In a show of false modesty, Barton reveals that the screenplay he is working on is for a wrestling picture starring Wallace Beery, a detail which immediately piques Charlie's interest, for it turns out that he was an amateur wrestler back in school and is also a huge fan of Beery (although he prefers Jack Oakie).  Barton admits that he himself knows little about wrestling and that he is actually not very interested in "the act itself" (a clear indication that he may be severely out of his depth in this particular assignment), but Charlie manages to persuade him, briefly, to participate in a demonstration of the wrestling basics, resulting in Charlie easily overpowering Barton and leaving him in a dazed and crumpled heap on the hotel room floor.  Obviously, Barton is no match for this so-called Common Man when it comes to hands-on experience, but this scene has deeper significance, as many (including the Coens themselves, reportedly) perceive the act of wrestling between the two as having sexual undertones, an interpretation reinforced by Charlie's jovial comments about waking up the downstairs neighbours (if indeed there are any downstairs neighbours to be woken up within the Earle) and the obvious innuendo in his observation that there is "usually a lot more grunting and squirming before the pin".  (This interpretation also shows up later within the context of the film during the final confrontation with Mastrionatti and Deutsch, who deduce that Charlie and Barton have engaged in some form of sexual activity, to which Barton naively responds, "He's a man.  We wrestled.")

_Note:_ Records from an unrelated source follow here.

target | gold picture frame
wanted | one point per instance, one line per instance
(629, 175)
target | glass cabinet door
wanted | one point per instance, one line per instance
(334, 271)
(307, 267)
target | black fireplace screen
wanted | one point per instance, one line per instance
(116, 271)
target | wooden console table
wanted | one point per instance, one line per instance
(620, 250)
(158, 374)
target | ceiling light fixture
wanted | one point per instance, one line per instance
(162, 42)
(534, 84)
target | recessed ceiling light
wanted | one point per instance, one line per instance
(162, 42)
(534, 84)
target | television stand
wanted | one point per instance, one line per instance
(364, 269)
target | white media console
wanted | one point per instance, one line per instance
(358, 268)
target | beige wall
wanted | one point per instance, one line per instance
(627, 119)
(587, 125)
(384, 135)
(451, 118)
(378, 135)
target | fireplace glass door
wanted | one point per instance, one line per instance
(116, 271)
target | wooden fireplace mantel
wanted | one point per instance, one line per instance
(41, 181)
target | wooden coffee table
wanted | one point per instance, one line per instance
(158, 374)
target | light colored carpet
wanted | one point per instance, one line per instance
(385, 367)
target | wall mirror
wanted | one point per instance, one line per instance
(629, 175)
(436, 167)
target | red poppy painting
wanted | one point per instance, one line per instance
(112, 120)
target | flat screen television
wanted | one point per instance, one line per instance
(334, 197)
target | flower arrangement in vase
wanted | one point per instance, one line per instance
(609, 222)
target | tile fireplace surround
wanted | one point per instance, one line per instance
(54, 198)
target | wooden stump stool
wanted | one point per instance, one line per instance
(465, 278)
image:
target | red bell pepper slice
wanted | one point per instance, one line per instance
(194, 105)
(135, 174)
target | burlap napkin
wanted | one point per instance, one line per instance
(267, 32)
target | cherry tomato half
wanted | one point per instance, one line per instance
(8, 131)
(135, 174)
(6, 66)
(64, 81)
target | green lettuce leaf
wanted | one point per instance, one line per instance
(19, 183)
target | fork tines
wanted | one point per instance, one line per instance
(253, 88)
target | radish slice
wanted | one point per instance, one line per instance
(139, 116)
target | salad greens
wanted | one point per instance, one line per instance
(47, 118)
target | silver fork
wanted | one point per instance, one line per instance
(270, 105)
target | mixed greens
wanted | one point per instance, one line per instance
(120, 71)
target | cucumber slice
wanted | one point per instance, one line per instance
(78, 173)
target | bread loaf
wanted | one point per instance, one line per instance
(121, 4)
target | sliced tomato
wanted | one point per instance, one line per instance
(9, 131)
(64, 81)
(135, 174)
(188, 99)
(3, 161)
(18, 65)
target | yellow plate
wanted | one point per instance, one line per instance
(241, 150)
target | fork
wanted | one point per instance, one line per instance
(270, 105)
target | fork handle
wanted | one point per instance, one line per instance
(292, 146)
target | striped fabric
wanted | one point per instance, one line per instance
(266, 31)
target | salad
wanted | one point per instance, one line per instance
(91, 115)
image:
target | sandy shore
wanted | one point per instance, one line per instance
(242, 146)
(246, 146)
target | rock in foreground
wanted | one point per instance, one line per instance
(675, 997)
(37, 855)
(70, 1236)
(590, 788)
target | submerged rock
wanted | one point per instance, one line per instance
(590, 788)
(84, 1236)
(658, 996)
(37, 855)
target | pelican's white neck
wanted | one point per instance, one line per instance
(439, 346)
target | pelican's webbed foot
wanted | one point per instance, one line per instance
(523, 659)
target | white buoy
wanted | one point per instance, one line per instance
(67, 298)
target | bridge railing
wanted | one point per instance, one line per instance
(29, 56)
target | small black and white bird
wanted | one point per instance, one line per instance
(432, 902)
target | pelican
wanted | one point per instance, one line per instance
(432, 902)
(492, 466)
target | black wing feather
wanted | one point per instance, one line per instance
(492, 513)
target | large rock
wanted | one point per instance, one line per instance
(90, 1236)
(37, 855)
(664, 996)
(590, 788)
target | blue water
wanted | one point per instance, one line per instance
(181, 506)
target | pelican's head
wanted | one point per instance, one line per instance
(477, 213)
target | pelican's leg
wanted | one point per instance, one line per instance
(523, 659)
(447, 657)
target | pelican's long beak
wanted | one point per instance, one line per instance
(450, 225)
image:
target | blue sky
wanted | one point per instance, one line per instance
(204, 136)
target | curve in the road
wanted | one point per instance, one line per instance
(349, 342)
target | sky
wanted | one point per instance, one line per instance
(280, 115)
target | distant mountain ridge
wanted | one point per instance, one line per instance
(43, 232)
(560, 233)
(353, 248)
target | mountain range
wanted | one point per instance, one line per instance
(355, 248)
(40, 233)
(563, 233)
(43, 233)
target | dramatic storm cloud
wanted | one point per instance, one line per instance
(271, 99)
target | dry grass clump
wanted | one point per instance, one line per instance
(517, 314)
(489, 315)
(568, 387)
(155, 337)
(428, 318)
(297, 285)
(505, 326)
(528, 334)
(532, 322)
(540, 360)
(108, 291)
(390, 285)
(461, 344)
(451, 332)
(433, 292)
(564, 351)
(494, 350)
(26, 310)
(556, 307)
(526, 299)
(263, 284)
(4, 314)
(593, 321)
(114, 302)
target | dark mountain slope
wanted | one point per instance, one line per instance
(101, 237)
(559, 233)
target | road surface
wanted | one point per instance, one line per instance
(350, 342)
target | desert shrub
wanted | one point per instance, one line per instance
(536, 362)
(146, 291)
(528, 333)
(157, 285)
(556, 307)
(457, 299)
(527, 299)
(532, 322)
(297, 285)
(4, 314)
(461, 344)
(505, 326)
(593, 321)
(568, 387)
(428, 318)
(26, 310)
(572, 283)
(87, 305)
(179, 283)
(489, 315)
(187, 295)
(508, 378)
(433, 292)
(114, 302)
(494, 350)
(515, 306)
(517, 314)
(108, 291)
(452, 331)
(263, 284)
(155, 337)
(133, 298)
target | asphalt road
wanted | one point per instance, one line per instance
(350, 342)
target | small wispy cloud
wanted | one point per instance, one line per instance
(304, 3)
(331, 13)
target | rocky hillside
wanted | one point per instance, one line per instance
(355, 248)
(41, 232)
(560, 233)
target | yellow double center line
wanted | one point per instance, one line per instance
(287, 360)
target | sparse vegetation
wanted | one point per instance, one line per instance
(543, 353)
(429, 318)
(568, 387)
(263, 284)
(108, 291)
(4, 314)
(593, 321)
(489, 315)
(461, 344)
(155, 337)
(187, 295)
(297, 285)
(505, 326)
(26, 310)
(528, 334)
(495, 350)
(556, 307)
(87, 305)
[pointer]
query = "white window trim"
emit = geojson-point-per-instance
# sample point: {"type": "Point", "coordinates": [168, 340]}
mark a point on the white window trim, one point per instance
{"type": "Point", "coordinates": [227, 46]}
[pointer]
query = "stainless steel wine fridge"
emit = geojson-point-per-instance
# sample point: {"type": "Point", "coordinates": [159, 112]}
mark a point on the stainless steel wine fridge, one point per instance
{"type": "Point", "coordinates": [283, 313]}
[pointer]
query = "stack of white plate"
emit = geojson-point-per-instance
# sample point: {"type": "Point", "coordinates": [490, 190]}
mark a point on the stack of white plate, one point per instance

Before being persuaded by Charlie to get down on his hands and knees and wrestle, Barton signals his initial decline by swiveling his chair back in the direction of his desk and of the picture of the sunbathing beauty above it, only for Charlie to promptly and forcibly swivel him back.  Once again, there is the suggestion of a rivalry between Charlie/the Earle and the picture of the bikini-clad woman - as with the previous encounter, when Charlie leaves the room, Barton's attentions once more return to that image of alluring beauty, only for his moment of peace to be cut short by a disturbance from elsewhere in the room.  We saw this happen previously with the wallpaper peeling, but on this occasion the source of the disturbance is in the bathroom, in which Charlie had briefly entered before departing.  Curiously, this particular moment is cut from the finished film (unfortunately so, because it disrupts an obvious pattern in Barton's three initial encounters with Charlie and how each of them concludes), but can be found among the deleted scenes on the DVD release, and will be explored in greater detail in the upcoming entry.